The test was able to identify genetic changes within the cancer, which suggested that the patient was less likely to respond to therapy and their disease could return quickly.
While targeted drugs help many advanced breast cancer patients, some women stop responding in their early stages of treatment because their cancer evolves and becomes drug resistant.
The new test is expected to detect around 50% of patients with the most common form of breast cancer who are at the highest risk of early relapse and require further trial treatments to address cancer resistance.
In addition, the test could identify patients who will benefit well from treatment.
To study the effect of genetic changes in a woman’s tumour, the ICR team examined fragments of cancer DNA that entered the bloodstream.
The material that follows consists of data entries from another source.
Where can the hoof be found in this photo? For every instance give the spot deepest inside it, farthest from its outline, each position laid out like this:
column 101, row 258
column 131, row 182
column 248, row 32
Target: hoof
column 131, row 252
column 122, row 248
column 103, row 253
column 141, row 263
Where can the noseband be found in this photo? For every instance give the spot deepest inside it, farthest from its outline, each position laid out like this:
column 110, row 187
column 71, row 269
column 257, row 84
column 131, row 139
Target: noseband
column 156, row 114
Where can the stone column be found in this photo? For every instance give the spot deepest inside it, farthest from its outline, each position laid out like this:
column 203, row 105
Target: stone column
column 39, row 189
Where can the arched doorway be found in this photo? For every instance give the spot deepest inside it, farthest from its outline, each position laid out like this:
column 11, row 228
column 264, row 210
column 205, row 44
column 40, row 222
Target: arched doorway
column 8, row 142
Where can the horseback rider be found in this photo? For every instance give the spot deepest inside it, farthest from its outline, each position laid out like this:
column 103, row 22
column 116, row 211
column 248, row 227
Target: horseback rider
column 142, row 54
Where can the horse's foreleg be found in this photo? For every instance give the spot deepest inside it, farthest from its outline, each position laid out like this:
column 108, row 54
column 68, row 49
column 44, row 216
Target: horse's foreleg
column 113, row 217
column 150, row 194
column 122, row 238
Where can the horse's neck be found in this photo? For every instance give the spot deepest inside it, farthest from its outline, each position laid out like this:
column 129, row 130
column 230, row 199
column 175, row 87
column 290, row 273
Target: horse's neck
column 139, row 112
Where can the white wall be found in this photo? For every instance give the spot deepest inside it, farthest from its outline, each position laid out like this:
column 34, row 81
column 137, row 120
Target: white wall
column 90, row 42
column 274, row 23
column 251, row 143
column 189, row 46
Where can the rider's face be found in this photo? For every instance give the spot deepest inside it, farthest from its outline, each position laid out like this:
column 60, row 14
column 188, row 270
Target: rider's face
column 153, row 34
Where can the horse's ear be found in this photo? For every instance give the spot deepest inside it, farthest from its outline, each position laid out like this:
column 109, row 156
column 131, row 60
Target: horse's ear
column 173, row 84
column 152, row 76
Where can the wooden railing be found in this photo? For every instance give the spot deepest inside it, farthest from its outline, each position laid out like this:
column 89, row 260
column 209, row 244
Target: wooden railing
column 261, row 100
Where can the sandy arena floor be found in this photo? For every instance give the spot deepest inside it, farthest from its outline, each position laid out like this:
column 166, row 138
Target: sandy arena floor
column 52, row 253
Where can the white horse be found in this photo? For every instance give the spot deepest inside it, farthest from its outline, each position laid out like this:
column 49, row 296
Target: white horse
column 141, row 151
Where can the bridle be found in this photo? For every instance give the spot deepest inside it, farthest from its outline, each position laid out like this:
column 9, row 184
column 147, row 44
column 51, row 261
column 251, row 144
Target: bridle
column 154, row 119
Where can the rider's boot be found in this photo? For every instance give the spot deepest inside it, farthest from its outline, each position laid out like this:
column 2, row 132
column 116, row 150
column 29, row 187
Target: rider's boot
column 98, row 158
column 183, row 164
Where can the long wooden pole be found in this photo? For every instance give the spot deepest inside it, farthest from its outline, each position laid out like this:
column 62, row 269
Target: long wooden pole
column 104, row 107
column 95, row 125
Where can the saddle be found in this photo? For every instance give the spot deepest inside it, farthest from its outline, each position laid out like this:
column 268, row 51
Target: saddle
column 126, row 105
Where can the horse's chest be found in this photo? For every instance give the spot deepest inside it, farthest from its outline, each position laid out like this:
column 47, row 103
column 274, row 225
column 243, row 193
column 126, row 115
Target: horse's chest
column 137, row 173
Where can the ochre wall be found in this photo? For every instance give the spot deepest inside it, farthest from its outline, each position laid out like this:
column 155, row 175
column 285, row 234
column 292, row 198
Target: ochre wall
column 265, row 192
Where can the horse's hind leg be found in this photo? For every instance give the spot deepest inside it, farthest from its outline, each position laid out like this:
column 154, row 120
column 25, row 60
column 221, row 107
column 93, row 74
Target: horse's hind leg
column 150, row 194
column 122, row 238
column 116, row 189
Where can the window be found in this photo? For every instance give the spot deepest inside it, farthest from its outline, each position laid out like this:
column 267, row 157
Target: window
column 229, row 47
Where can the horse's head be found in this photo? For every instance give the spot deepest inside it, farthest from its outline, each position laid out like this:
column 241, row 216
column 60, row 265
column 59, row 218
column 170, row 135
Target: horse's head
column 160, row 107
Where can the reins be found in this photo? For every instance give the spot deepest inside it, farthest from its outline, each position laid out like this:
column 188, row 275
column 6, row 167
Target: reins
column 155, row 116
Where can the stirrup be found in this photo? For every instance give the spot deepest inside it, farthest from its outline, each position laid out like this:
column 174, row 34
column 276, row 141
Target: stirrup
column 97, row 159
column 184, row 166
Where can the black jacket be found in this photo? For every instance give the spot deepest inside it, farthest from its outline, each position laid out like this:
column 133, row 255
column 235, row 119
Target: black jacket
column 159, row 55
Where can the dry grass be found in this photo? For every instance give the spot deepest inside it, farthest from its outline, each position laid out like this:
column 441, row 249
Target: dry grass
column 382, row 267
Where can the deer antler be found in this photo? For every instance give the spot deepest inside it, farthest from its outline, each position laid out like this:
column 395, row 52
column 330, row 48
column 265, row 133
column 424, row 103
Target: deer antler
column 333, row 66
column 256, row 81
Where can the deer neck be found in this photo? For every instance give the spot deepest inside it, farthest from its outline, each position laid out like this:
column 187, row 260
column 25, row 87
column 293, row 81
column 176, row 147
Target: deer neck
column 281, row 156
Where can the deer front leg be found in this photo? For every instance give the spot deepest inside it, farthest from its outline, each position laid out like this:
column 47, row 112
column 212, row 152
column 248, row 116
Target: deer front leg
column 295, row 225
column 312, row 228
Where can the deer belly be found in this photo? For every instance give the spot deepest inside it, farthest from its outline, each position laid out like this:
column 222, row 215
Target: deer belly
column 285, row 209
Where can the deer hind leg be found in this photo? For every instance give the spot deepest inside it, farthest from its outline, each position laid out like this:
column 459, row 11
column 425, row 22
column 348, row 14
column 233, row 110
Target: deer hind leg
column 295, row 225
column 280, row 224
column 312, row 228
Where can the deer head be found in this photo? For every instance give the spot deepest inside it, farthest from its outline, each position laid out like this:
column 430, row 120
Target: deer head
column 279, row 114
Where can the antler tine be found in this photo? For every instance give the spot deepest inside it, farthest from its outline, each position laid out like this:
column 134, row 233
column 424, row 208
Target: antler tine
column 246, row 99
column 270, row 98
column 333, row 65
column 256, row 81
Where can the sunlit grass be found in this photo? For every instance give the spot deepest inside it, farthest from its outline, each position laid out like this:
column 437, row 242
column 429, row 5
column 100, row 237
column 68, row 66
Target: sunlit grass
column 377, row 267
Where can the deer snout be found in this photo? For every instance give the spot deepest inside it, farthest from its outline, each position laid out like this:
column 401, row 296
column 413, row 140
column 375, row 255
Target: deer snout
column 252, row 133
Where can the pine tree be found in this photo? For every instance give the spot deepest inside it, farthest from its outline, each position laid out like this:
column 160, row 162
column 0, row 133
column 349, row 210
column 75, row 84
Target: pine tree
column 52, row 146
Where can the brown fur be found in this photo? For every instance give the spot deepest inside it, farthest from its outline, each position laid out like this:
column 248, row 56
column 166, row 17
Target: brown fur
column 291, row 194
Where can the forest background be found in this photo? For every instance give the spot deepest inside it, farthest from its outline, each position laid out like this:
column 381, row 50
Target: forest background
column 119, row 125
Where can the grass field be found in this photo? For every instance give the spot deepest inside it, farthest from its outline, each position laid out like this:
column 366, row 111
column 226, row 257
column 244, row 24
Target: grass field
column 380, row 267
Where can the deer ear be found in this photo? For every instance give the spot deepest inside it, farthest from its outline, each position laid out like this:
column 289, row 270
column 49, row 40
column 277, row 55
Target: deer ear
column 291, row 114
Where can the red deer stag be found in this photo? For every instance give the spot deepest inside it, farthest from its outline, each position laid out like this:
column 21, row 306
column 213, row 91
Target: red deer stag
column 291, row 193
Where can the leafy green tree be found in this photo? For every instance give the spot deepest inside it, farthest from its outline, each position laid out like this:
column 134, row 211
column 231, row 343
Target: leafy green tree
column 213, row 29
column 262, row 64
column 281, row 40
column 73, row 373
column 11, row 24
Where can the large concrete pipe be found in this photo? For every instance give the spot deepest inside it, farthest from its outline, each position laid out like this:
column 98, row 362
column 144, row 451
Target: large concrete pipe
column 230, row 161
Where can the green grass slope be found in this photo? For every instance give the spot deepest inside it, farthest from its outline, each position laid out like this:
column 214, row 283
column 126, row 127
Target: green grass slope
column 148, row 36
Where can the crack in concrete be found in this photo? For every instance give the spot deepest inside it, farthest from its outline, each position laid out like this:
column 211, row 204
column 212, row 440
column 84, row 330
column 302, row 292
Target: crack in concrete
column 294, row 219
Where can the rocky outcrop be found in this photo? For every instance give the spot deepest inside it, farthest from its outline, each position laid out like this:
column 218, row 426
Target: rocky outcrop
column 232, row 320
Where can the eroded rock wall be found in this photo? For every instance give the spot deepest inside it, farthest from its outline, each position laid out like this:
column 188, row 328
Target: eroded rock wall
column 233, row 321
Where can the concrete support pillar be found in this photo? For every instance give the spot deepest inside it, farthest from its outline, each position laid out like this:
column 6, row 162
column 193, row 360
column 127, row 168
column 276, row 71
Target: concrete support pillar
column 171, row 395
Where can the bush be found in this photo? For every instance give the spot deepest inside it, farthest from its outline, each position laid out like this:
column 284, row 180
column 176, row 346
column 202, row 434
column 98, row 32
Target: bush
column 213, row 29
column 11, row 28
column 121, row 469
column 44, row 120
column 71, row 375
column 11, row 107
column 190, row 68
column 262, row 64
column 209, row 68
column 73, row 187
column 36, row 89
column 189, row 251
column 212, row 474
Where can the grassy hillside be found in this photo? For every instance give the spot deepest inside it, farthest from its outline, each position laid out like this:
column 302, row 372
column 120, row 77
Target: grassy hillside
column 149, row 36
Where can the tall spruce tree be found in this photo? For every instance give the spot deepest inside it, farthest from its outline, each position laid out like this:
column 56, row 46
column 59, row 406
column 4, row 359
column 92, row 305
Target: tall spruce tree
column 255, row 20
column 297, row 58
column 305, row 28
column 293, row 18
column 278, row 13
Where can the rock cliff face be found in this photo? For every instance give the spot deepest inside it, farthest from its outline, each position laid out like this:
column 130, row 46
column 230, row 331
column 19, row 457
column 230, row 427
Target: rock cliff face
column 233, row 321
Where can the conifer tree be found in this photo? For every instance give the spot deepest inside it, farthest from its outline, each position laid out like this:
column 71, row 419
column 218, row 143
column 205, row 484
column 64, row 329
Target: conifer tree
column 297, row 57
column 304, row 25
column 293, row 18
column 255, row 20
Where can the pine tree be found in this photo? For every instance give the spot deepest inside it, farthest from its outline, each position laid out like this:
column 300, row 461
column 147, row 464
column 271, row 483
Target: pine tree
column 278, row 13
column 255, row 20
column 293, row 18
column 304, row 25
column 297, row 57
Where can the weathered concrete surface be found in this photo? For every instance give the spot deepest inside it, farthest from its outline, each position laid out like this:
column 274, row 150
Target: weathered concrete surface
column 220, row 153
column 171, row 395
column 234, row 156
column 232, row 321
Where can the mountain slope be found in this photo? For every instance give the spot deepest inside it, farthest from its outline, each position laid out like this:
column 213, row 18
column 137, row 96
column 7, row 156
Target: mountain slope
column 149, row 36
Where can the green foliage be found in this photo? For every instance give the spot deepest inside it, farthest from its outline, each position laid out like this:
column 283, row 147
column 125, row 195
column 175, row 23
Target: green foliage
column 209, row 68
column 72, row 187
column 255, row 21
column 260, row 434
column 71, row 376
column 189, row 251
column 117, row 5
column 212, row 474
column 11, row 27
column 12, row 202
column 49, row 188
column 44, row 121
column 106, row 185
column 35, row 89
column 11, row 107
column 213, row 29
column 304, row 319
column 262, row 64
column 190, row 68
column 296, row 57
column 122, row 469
Blood samples were taken from 310 oestrogen receptor positive breast cancer patients who were participating in a clinical trial evaluating palbociclib and fulvestrant for advanced breast cancer.
Findings revealed that 131 women had one or more of three changes in the circulating tumour DNA in the bloodstream, which indicated their risk of early relapse.
Researchers observed that women with circulating tumour DNA that had changes in the p53 cancer gene had a recurrence after an average of 3.7 months, compared to 12.7 months in those without p53 gene changes.
Furthermore, a higher number of FGFR1 gene copies and a rise in the level of tumour DNA in the blood were found to reduce the average time before cancer recurrence.
Patients who had these changes in circulating tumour DNA experienced a return after an average of 3.9 months, compared to 12 months in women without the changes.
ICR molecular oncology professor Nicholas Turner said: “Our study found that a new genetic test could detect right at the start of treatment those women whose cancers were most likely to develop resistance quickly to palbociclib.
“We could then adjust their treatment plan accordingly, trialling additional treatments from the outset to try and prevent resistance, or planning for a switch to another treatment as soon as resistance develops.”
The blood test will be assessed in multiple clinical trials before it could be available for use in the clinic.